A bulky policeman came into the room after whispering something to the guards outside the door. “Salman, you look terrible. You’ll starve to death if you don’t tell me where you got that drug. Who gave it to you?”
Salman, while suspended from the ceiling like a butchered goat, tried to breathe. What could he say? His muscles were numb, and he felt a different pain stabbing at his heart. He didn’t know how that drug came into his pocket. What tale could he spin? What would the police believe?
“I don’t know,” Salman whispered in a feeble voice, his innocent, bleeding humanity gaping at an impassive world. “I don’t know. Please believe me.”
“You must be thirsty. Here, have a drink of water.” The policeman picked up a dented metal pitcher and stared at the boy’s gaunt face. The young prisoner’s empty eyes and jaundiced skin stared back at him. “You parasite, you would like some water, won’t you?” he asked, tossing the pitcher at Salman. “I’ll make you drink from the toilet again. You, mother f…” More obscenities catapulted from his foul mouth.

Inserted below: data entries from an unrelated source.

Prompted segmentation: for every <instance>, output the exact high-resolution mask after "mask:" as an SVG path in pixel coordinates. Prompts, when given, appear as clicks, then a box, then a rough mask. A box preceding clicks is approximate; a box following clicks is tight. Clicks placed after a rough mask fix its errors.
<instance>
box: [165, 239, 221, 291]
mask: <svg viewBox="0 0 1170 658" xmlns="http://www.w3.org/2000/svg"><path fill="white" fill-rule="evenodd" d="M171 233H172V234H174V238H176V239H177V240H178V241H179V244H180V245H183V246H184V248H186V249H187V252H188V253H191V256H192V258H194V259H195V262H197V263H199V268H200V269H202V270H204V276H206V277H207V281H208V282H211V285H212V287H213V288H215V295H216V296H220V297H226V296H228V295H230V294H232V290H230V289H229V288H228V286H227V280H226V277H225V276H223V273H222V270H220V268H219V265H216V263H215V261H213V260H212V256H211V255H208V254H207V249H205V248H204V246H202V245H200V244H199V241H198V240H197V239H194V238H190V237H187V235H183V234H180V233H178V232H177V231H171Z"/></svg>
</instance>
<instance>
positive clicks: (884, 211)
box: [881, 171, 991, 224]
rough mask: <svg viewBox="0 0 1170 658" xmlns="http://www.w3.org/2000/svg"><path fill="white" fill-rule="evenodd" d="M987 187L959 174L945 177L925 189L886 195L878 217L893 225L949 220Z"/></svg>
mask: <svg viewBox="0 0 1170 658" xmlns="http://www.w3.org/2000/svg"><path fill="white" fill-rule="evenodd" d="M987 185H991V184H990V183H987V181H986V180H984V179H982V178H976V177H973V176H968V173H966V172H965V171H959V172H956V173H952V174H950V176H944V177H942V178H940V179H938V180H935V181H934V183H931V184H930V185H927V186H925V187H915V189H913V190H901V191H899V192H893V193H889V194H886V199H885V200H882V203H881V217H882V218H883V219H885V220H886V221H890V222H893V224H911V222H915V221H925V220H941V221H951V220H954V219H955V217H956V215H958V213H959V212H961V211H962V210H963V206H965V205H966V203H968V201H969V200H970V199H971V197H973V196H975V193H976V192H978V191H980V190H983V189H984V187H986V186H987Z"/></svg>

Salman tasted the blood trickling down his nose from his forehead. The heavy pitcher had made a wicked gash on his already bruised skin, but he didn’t feel much pain. His semiconscious state wouldn’t allow him to feel the raw pain.
The policeman’s attention shifted from Salman’s face to the creaking door as it opened.
“So, this is how you treat a young prisoner?” asked a man’s voice. “He is just a child. Your superiors and mine will hear about this.”
Salman’s eyes tried to focus through the streaks of blood and water dripping from his face. A man was standing at the open door, but he was not in a khaki uniform. When Salman closed his eyes and opened them again, he noticed that the visitor was dressed in a suit and a tie. He had a briefcase in one hand and a piece of paper in the other, and his eyes were flitting back and forth from Salman to the policeman.
“Who the hell are you?” shouted the policeman. He turned to the guards outside the room. “And what the hell are you idiots doing? Who gave you permission to let this man inside this room?”
“Sir, he has a pass,” replied one of the guards, nervously glancing at the piece of paper the visitor was brandishing.
“Let me see it.” The policeman snatched the paper from the visitor and glanced at it irritably. “Come here,” he shouted at one of the guards. “Unhook the boy and get him to rest on the cot. Give him some food, but not too much. Start with just a little gruel.” The policeman soon walked out of the cell.
The visitor, after a long look at the boy, followed him.
Salman closed his eyes in relief as the guard shut the door.
d
“Hey, Manohar, new suit and tie? You look like a bloody executive. Not bad,” laughed the policeman, once he reached his office. He sat on the chair behind his desk and asked the visitor to take a seat.
“Well, is it convincing, Ravi?” asked Manohar, sitting on the chair opposite to the policeman.
“Oh, it’s very convincing,” laughed Inspector Ravi, his eyes traveling from the visitor’s scar on his right cheek to his thick mustache that effortlessly concealed his smile.